"Modern Family" Season 11 "New Kids on the Block": Strong Start Needed Less Manny, More Alex This Round [REVIEW]

ABC's Modern Family premiered its 11th and final season – and after so many years of following the Pritchetts, Dunphys, and Pritchett-Tuckers, it's incredibly bittersweet to have to wish them a season-long farewell. Which is why I was impressed with season-opener "New Kids on the Block" starting off with a "mini-bang", it was a solid start and a much-needed "welcome back" that played like an episode of a series that was returning – not one that as ending. I found myself both cringing and laughing over the episode's strong points – and a few stumbling blocks.

modern family

Overall, the storyline were straight forward and easily digestable—it was fun following Haley (Sarah Hyland) as a new mom trying to stick to the lessons of a parenting book she has been reading; according to which the babies should only be breastfed and no eye contact whatsoever should be made at sleepy time. Not everything turns out "peaches and cream" when the babies won't stop crying – keeping the entire house up all night.

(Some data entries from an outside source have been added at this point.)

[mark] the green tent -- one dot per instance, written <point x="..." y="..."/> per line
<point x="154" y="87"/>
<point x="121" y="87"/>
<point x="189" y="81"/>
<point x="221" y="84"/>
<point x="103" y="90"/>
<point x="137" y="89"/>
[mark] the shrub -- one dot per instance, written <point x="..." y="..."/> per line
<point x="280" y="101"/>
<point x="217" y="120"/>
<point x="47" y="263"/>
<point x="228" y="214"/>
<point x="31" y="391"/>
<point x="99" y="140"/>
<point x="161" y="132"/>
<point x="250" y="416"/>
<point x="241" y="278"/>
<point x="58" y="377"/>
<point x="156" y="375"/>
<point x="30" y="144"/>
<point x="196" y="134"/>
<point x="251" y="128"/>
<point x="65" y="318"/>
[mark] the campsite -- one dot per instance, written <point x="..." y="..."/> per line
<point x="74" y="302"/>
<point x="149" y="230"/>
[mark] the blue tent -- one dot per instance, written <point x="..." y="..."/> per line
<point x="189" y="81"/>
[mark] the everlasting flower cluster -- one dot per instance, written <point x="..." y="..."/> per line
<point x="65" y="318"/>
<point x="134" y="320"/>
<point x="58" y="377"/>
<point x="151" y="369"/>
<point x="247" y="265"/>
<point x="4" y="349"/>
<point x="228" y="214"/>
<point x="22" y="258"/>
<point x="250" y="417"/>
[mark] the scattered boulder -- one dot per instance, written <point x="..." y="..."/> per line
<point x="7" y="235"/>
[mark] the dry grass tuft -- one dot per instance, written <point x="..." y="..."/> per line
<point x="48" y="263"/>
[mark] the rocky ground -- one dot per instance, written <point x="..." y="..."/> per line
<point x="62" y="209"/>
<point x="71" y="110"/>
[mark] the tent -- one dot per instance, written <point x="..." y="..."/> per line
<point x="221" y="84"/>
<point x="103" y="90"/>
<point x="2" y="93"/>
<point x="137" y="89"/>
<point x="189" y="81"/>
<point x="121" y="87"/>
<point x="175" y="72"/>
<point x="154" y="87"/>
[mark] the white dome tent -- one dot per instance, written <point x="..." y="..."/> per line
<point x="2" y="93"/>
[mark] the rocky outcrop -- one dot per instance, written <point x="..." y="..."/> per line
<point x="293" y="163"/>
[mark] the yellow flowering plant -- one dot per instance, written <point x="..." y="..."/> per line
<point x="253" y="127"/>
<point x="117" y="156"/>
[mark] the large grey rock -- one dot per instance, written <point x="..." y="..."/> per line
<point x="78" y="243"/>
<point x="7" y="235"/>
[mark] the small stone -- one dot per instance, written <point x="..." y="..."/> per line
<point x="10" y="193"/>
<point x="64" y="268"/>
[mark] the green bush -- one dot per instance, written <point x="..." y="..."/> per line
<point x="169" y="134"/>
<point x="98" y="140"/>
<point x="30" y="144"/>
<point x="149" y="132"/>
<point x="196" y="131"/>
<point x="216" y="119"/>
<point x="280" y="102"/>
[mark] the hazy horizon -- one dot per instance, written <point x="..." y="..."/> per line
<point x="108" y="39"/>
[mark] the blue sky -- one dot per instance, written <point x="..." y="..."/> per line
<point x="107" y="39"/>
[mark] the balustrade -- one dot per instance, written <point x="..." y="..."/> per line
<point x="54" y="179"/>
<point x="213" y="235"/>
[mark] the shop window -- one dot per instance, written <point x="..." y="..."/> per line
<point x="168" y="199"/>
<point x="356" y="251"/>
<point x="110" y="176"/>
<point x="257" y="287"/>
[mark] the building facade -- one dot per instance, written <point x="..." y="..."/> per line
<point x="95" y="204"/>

I loved the interactions between her and her parents— constantly at odds over how to raise the babies. There were always implied similarities between Claire (Julie Bowen) and Haley in the past, but it was much more noticeable now. Every scene with Phil (Ty Burrell) is precious to me, so seeing him take Haley for a ride just so she could fall asleep and get some rest warmed up my heart.

Same could be said for the storyline focusing on Cam (Eric Stonestreet) and Mitch (Jesse Tyler Ferguson), and their :mission" to educate "wayward teens". Now a vice-principal, Cam tries to be the "cool mentor" by inviting them to open up and call him "Cam" while in the comfort of his own home. Things take a turn to cringe-land once Cam discovers that a clown statue of his has gone missing. Suddenly, he turns against the kids and it becomes a verbal "crime scene": every line coming out of his mouth had me turning further and further away from the screen – like I was watching a sitcom crossed with a spoken-word horror movie.

And then things took an M. Night Shyamalan twist that pleasantly surprised me: not an easy thing for a series to do when it has been on as long as Modern Family has – but they pulled it off.

Which leads us to the Pritchett household, with Jay (Ed O'Neill) and Manny (Rico Rodriguez) working to put together a commercial for Jay's doggy bed business. Manny now has to direct Gloria (Sofia Vergara) and his ex-girlfriend Sherry for the English and Spanish versions of the commercial. While it was cute at times to watch Gloria train Manny on how to reel his ex back in, it was also stretched out way too much. I feel like it would have worked better as a "background" storyline, or an extended joke that bookends the episode.

Another issue: what are their plans for Alex (Ariel Winter)? The "Antarctica research" storyline might work during a regular season – but this is the final season. Alex has always been a favorite character, but not only is this storyline feeling The Big Bang Theory-forced, it also undercut her character's momentum.

But the one thing I will always give ABC's Modern Family: it knows how to stick the ending – and this outing was no different. Haley admitting to being scared of motherhood and not having any maternal instincts was the simple closure we all needed. Does she actually have strong maternal instincts? Of course she does – but having Haley open up about her fears helped Phil and Claire understand a new aspect of a daughter they thought they knew.

The final season opener for ABC's Modern Family was a strong, solid but imperfect start to the season – looking forward to what lies ahead (and if my predictions were right).